(segue) Al popolo di Cremona
(29 ottobre 1924)
[Inizio scritto]

      Veramente mi sono collaudato in fatto di pazienza. Sono mesi e mesi che siamo martellati da una campagna di calunnie che i fatti smentiscono ora per ora. Si è osato gettare un'ombra di sospetti su un Governo al quale nessuno che sia in buona fede può negare il merito di avere in ogni ora, in ogni giorno, fedelmente adempiuto ai suoi doveri per il Re e per la Nazione. Ci siamo macerati lungamente nello spirito, abbiamo sofferto, ed abbiamo taciuto, ci siamo sottoposti a questo durissimo cilicio: perché? Perché vogliamo veramente che la concordia regni fra tutti noi italiani; perché non amiamo la violenza per la violenza.

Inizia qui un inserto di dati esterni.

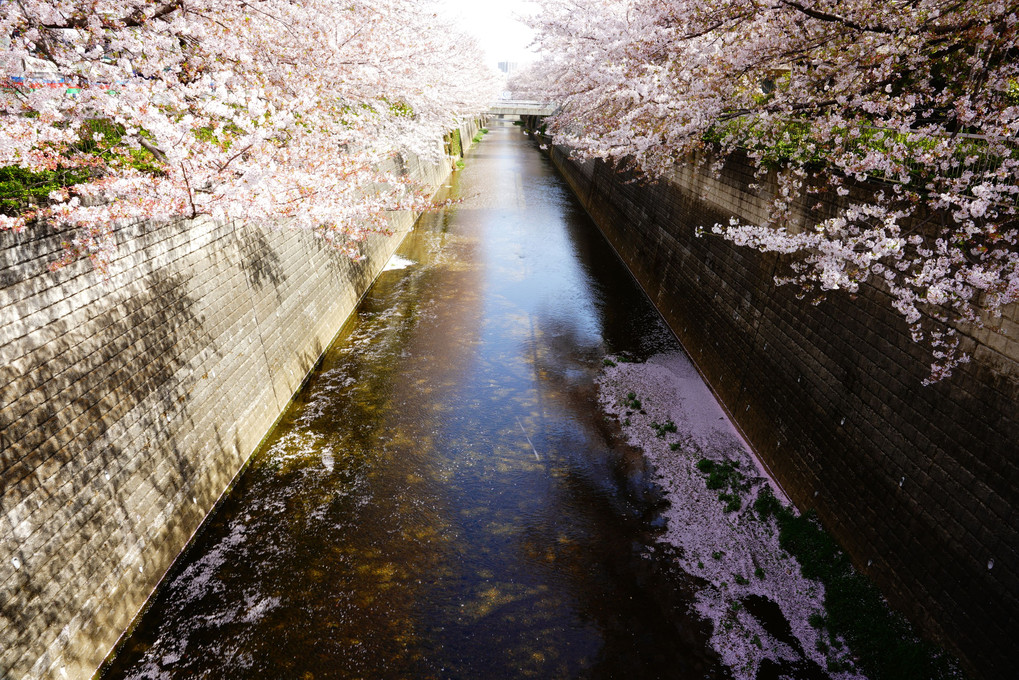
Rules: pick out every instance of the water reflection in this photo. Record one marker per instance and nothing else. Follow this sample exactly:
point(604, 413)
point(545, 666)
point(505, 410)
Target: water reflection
point(444, 499)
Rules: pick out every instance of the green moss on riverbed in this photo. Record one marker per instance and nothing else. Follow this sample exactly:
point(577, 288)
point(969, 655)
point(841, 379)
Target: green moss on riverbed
point(881, 641)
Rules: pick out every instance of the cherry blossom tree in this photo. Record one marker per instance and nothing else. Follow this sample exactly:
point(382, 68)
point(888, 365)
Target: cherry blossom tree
point(918, 98)
point(276, 111)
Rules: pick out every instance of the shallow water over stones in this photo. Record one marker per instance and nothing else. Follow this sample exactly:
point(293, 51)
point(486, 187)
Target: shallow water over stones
point(446, 497)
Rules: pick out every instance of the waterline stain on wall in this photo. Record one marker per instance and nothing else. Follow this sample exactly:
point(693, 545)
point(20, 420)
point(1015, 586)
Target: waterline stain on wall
point(129, 405)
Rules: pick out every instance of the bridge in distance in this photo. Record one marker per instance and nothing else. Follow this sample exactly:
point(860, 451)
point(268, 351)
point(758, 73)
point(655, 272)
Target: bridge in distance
point(518, 107)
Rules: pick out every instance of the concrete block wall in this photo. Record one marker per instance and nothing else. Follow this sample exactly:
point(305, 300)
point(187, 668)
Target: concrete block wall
point(919, 484)
point(128, 406)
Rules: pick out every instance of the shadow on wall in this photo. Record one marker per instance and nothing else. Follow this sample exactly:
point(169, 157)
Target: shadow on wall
point(90, 401)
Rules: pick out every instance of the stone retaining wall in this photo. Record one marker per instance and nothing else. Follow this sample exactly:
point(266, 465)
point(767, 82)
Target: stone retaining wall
point(919, 484)
point(129, 405)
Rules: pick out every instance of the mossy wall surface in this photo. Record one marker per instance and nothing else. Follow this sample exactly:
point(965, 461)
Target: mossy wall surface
point(129, 405)
point(919, 484)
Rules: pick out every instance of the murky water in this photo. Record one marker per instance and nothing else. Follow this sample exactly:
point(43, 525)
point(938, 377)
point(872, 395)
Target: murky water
point(445, 499)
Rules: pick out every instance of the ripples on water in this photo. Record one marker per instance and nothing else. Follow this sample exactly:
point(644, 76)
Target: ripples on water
point(444, 499)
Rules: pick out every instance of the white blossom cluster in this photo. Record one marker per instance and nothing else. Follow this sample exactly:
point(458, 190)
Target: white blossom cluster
point(256, 110)
point(921, 96)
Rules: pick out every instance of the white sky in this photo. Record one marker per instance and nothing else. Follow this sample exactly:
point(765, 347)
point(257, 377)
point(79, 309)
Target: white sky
point(494, 23)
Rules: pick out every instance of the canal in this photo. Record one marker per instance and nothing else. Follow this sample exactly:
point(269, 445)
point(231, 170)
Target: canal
point(446, 498)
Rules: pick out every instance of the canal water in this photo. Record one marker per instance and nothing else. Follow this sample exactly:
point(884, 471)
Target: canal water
point(445, 498)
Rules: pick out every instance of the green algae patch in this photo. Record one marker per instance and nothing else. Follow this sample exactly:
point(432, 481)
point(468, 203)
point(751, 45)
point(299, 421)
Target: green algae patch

      La violenza, per noi, non è uno sport, non è mai stata né può essere un divertimento. Per noi la violenza può essere, come la guerra, necessità durissima di certe determinate ore storiche, ma il sogno che portiamo nel cuore è il sogno dell'Italia pacifica, concorde, laboriosa, in cui tutti si sentano figli della stessa madre ed accomunati agli stessi destini.
      Popolo di Cremona: io ho raccolto la vostra impazienza, ma io sono paziente e debbo esserlo. Ma ve lo assicuro, la battaglia è vinta su tutta la linea.
      Non saranno le poche decine di politicanti che noi rispetteremmo se fossero in buona fede, che potranno fermare con le loro dighe cartacee il corso impetuoso di questo fiume. Non saranno i signori dell'Aventino, (scendano o non scendano, della qual cosa, del resto, io mi strainfischio) che ci impediranno di discutere a Camera aperta i grandi problemi che interessano il popolo italiano, i problemi della sua economia, il problema delle sue finanze, i problemi imponenti e formidabili essenziali della sua difesa militare per terra, per mare e per cielo. Non ci impediranno di dare le savie ed oneste leggi che il popolo attende.
      Intanto noi abbiamo dimostrato, pur attraverso a qualche travaglio, che sappiamo obbedire alle leggi. A tutte le leggi: a quelle che sono, a quelle che saranno, perché noi vogliamo realizzare la vera normalità da non confondersi con l'altra brutta parola che ripudio, la vera normalità di nazione civile, laboriosa, concorde, conscia dei suoi immancabili destini.